Since then though, Zlatko Dalić’s side have lost Mario Mandžukić and Danijel Subašić. They haven’t won a serious match without them – draws with Portugal and England sandwiching that 0-6 thrashing from a rampant Spain. England, by contrast, haven’t been beaten by more than a couple of goals since that aforementioned collapse to Germany in Bloemfontein, over eight years ago. It’s hard to judge where Croatia are, but they did embarrass Argentina in the World Cup group-stages. England and Croatia are almost certainly on a par, making Croatia a better outfit than Germany. World Cup finalists being better than group-stage drop-outs, ought we even to question it?
Portugal, with or without Ronaldo, would now probably fare equally well. They seem to be on a roll in the Nations League, although facing limited competition against out-of-form Poland and a damaged animal in Italy. Portugal, too, are about as good as England; no better, no worse.

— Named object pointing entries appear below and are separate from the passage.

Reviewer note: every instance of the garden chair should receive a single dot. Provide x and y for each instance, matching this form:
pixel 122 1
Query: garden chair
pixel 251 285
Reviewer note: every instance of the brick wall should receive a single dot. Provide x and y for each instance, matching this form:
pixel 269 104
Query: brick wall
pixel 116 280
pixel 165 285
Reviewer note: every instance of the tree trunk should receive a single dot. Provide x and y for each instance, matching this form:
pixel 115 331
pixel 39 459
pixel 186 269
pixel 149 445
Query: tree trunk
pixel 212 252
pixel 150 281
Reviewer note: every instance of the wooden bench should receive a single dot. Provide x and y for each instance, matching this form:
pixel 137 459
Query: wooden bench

With Belgium and Spain, we see sides with better players than England’s, playing better football than England. Belgium beat them twice at the World Cup and, whilst Steve Holland and Southgate masterminded their way to victory in Seville, Spain still lead England. France are intriguing because in their last match they came from behind to sink Germany, went unbeaten throughout the World Cup, and won the tournament with their star-studded squad. However, there is still a feeling that we could, and should, see a whole lot more from them. They found themselves two-down to Iceland in a recent friendly and bore their way out of an easy group in June. In a way, that doesn’t matter though. They’re still some way better than England.
There is no doubt about it, England’s masterclass in Spain provided the exact performance and result that pundits, fans, players and Gareth Southgate had all been crying out for. It was a competitive victory over world-class opposition – these are rare for plucky Albion. Southgate is the man to take this young group of players forward. He’s competent, sensible and has a vested interest in everything he’s trying to implement; he’s a lifelong England fan. England aren’t the best team in the world, but they belong well and truly in the mix of football’s elite. They were given an invitation [by the short-term departures of Italy, Germany, Argentina and the Netherlands], took it, and look here to stay. Can England hand Croatia revenge, win the Nations League and lift the Henri Delaunay trophy at Wembley in July 2020? Yes they can.